TERAMO. La violenza l’ha respirata in casa. Fin da bambina. Ma quando per l’ennesima volta ha visto il padre picchiare la mamma ha preso il telefono e ha chiamato la polizia: «Correte, ho bisogno d’aiuto».
Nella giornata internazionale contro la violenza sulle donne, ancora una volta è la cronaca a scandire il quotidiano. Quello fatto di numeri sempre più in crescita nonostante Codici rossi e nuove leggi.
L’ultimo caso è la storia di questa ragazza di vent’anni che nella serata di giovedì ha chiamato gli agenti del commissariato di Atri per chiedere aiuto dopo che il padre, un cittadino marocchino di 40 anni, ancora una volta stava picchiando la mamma dopo averle tolto il telefono cellulare proprio per impedirle di chiamare qualcuno. La ragazza ha cercato di bloccare il padre ed è stata a sua volta picchiata dall’uomo. A questo punto ha afferrato il suo telefono cellulare e ha chiamato la polizia. Quando gli agenti sono arrivati, in una casa alla periferia di Cellino Attanasio, hanno bloccato il padre e per l’uomo, su disposizione del sostituto procuratore di turno Laura Colica, è scattata la denuncia per maltrattamenti e il provvedimento di allontanamento dalla casa familiare dove il quarantenne deteneva dieci coltelli. La misura è stata convalidata dal giudice nel corso dell’udienza di ieri e l’uomo non potrà avvicinarsi alla casa dove vivono moglie e figli nè i posti da loro frequentati.
E ieri, intanto, i giudici della prima sezione della Cassazione hanno confermato la condanna a sette anni per Fabiano Cistola, il 38enne operaio di Corropoli, che nel febbraio del 2019 cercò di uccidere la ex fidanzata Giusy Montecchia colpendola con 14 coltellate sul lungomare di Tortoreto. Il ricorso, dichiarato ammissibile, è stato respinto. A gennaio i giudici di secondo grado (collegio presieduto da Gabriella Tascone, a latere Alessandra Grilli) al termine di una lunga camera di consiglio hanno ridotto la pena da dieci a sette dopo che il sostituto procuratore generale Carlo Paolella aveva chiesto la conferma della condanna di primo grado arrivata al termine di un rito abbreviato svolto davanti al gup Roberto Veneziano. L’imputato è difeso dagli avvocati Gennaro Lettieri e Claudio Iaconi, la parte offesa che si è costituita parte civile è assistita dall’avvocato Florindo Tribotti.
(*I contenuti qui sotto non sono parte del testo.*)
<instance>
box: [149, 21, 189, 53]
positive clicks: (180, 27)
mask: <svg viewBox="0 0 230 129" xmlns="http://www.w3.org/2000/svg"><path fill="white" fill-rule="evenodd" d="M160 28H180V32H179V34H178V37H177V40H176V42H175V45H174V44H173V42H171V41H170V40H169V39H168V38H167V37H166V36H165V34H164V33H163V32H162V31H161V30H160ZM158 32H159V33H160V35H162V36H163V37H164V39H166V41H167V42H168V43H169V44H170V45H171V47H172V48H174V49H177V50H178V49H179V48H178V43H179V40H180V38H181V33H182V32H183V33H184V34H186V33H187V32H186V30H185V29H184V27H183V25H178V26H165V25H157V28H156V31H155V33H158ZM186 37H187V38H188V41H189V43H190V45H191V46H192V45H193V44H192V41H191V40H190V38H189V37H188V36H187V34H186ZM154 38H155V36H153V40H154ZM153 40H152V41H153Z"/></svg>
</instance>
Cistola, secondo lo psichiatra forense Stefano Ferracuti incaricato dalla Corte d’appello di fare una nuova perizia e che lo ha più volte incontrato nella comunità protetta dove l’uomo si trova agli arresti domiciliari, è stato ritenuto capace di intendere e di volere, anche al momento dei fatti. La nuova perizia era stata disposta dalla Corte d’appello in accoglimento della richiesta fatta dai difensori.
La mattina del 22 febbraio di tre anni fa, dopo aver squarciato con un taglierino la gomma dell’automobile della ex, Cistola tornò a casa per prendere il coltello da cucina con cui pochi minuti dopo sferrò quattordici fendenti alla donna colpendola al ventre e al torace. Venne arrestato a poca distanza dopo una breve fuga a piedi.